After making painting the base coat of silver, olive drab, yellow wingtips, and insignia and markings and touching it up to look perfect, let’s mess it up! Here are some shots before the weathering begins:
Looks straight off the factory floor, .... B-O-R-I-N-G!
First I distress the markings by rubbing them with FINE steel wool. This really does a lot of work for you IF the detail is there under the paint. Rivets pop through, panel lines show wear and the color dulls down a bit. It also takes the ridges off the paint from the masking tape borders. In short, makes it look REAL. For very little "elbow grease".
Close up of the lettering on the wing. Rivets clearly show through the flat black paint and if a bit of the black wears down and the aluminum shows through? Well, that happened on the full scale as well as they aged.
For aluminum paint, I’ve found one of the easiest and most effective ways to weather it is to use plain old graphite, more commonly known as PENCIL. “What?! Use pencil to paint on an aircraft? It will come off, it won’t last... oh the humanity!” Relax. The positives of using pencil are that it is extremely easy to use, and fool-proof!

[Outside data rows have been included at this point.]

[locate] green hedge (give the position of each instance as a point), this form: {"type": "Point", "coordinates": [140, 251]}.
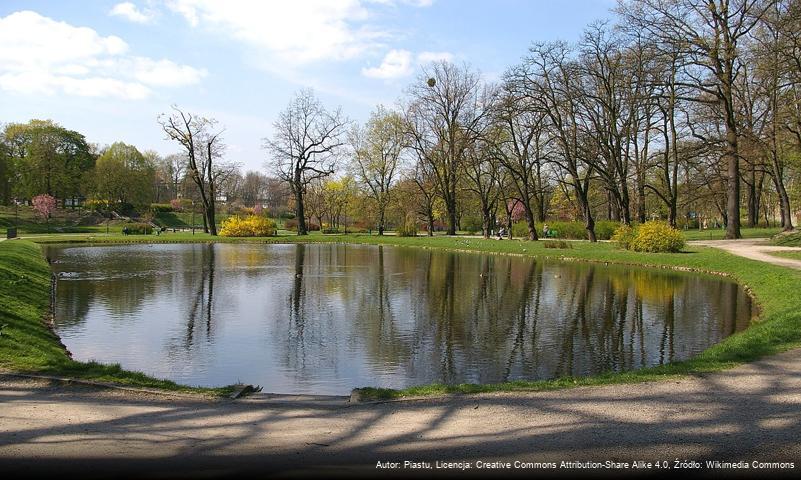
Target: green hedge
{"type": "Point", "coordinates": [604, 229]}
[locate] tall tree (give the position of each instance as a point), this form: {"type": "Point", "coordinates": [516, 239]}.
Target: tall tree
{"type": "Point", "coordinates": [551, 78]}
{"type": "Point", "coordinates": [201, 140]}
{"type": "Point", "coordinates": [377, 149]}
{"type": "Point", "coordinates": [123, 175]}
{"type": "Point", "coordinates": [708, 34]}
{"type": "Point", "coordinates": [447, 108]}
{"type": "Point", "coordinates": [307, 142]}
{"type": "Point", "coordinates": [521, 151]}
{"type": "Point", "coordinates": [49, 158]}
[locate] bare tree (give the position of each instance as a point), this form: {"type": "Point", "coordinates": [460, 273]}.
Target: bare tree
{"type": "Point", "coordinates": [551, 79]}
{"type": "Point", "coordinates": [377, 155]}
{"type": "Point", "coordinates": [708, 35]}
{"type": "Point", "coordinates": [521, 151]}
{"type": "Point", "coordinates": [444, 117]}
{"type": "Point", "coordinates": [306, 145]}
{"type": "Point", "coordinates": [201, 139]}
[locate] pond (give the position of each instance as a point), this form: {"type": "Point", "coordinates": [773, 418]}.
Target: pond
{"type": "Point", "coordinates": [326, 318]}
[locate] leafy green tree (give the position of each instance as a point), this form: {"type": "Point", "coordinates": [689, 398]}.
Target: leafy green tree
{"type": "Point", "coordinates": [123, 175]}
{"type": "Point", "coordinates": [6, 171]}
{"type": "Point", "coordinates": [377, 153]}
{"type": "Point", "coordinates": [49, 158]}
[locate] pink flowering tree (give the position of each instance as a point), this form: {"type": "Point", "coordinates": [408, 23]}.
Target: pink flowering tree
{"type": "Point", "coordinates": [44, 205]}
{"type": "Point", "coordinates": [517, 210]}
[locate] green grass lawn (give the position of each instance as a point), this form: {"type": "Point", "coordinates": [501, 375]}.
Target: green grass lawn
{"type": "Point", "coordinates": [788, 240]}
{"type": "Point", "coordinates": [775, 288]}
{"type": "Point", "coordinates": [719, 233]}
{"type": "Point", "coordinates": [793, 255]}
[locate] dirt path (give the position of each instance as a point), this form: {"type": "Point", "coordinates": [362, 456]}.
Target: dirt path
{"type": "Point", "coordinates": [748, 413]}
{"type": "Point", "coordinates": [756, 249]}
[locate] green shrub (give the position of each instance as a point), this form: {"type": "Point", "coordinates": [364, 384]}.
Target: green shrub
{"type": "Point", "coordinates": [252, 226]}
{"type": "Point", "coordinates": [161, 207]}
{"type": "Point", "coordinates": [623, 236]}
{"type": "Point", "coordinates": [472, 224]}
{"type": "Point", "coordinates": [605, 229]}
{"type": "Point", "coordinates": [520, 229]}
{"type": "Point", "coordinates": [557, 244]}
{"type": "Point", "coordinates": [654, 236]}
{"type": "Point", "coordinates": [99, 206]}
{"type": "Point", "coordinates": [408, 229]}
{"type": "Point", "coordinates": [137, 229]}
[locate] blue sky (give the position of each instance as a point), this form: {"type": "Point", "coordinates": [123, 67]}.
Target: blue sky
{"type": "Point", "coordinates": [108, 68]}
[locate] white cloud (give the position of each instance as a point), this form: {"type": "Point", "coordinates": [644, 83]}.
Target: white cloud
{"type": "Point", "coordinates": [396, 63]}
{"type": "Point", "coordinates": [132, 13]}
{"type": "Point", "coordinates": [428, 57]}
{"type": "Point", "coordinates": [39, 55]}
{"type": "Point", "coordinates": [294, 32]}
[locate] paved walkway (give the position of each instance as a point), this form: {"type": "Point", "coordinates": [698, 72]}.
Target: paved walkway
{"type": "Point", "coordinates": [756, 249]}
{"type": "Point", "coordinates": [748, 413]}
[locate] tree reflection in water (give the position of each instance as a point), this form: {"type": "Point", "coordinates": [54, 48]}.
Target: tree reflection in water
{"type": "Point", "coordinates": [326, 318]}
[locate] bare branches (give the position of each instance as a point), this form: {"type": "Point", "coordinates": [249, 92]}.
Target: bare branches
{"type": "Point", "coordinates": [307, 143]}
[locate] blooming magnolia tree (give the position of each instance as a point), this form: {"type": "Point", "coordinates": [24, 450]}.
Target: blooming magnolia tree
{"type": "Point", "coordinates": [517, 210]}
{"type": "Point", "coordinates": [44, 205]}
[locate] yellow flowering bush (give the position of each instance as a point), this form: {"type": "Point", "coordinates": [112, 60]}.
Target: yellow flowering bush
{"type": "Point", "coordinates": [654, 236]}
{"type": "Point", "coordinates": [251, 226]}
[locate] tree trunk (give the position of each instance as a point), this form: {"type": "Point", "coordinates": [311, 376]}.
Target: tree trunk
{"type": "Point", "coordinates": [531, 221]}
{"type": "Point", "coordinates": [733, 186]}
{"type": "Point", "coordinates": [784, 199]}
{"type": "Point", "coordinates": [452, 216]}
{"type": "Point", "coordinates": [300, 214]}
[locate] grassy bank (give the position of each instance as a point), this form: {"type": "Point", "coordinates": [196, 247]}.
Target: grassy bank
{"type": "Point", "coordinates": [775, 288]}
{"type": "Point", "coordinates": [793, 255]}
{"type": "Point", "coordinates": [788, 240]}
{"type": "Point", "coordinates": [27, 345]}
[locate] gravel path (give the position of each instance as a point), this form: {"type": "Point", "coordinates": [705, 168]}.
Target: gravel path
{"type": "Point", "coordinates": [750, 413]}
{"type": "Point", "coordinates": [756, 249]}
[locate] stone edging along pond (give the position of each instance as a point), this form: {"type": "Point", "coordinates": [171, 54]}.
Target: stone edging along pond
{"type": "Point", "coordinates": [773, 288]}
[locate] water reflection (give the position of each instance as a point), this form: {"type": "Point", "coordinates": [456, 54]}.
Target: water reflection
{"type": "Point", "coordinates": [327, 318]}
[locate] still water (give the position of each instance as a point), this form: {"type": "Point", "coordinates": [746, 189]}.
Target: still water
{"type": "Point", "coordinates": [325, 318]}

If you mess-up, just ERASE it! What about durability? The 7 year old P-47 and 4 year old P-51 have pencil weathering and it is still there. No protective coating at all. If you rub on it, the graphite will come off, sometimes on your fingers, but it won’t come completely clean off from the aircraft. Even if it does, it is no big deal to reapply it. The graphite seems to go into the fine grain of the paint. I didn’t believe it myself until I used it, but pencilI IS surprisingly durable!
My 7 year old P-47, pencil weathering still intact and NO CLEAR COAT!
[Technique] First SHADE the area to be weathered (in and around panel lines, stitching, etc) don’t press down hard, but lightly shade the pencil on. Then with your finger rub it into the paint, smoothly blending it out. I always try to emphasize shadows by shading where there would be shadows from the details. UNDER a panel line, Under the rib stitching, under a hatch line. Never on TOP. (As a general rule: Shade from top to bottom and front to back.)
Why do this shading?? What we are doing is trying to make the small size aircraft look bigger, by creating shadows and slight graduations where they appear on the full scale aircraft but aren’t on the model because the model isn’t physically big enough to cast as DENSE a shadow. Hope that makes sense because it hurt my brain to write it.
Does it work? The rudder, Before and After.
I use a mechanical pencil for tighter areas of detail like hatches. Oh, and just any old pencil will get the job done. I picked up the carpenter's pencil just because that was what I had handy, but it does work well on broad areas.
On the leading edge of the horizontal stab, you can see that I got some graphite in front of the line. Remember to shade the bottom of a line or behind the leading edge. All weathering on a model should be UNDER or BEHIND the line. Rarely in front of or on top of. Since this is pencil, I will just ERASE it. A kneaded eraser (can be picked up at art stores). Most erasers will work pretty well, but once in a while they "skid" and make a blacker mark than was there in the first place. The kneaded eraser does a "softer" job.
An overall view and a few detail shots. It took about 3 hours to go over all the detail on the fuse and tail.
By the way, it is hard to photograph this effect with the aluminum. Lots of shine but I picked the photos that best exhibited the effect.
Pencil looks great on aluminum, is cheap, durable, if it does wear off, it is easily reapplied and NO AIRBRUSH to clean!!!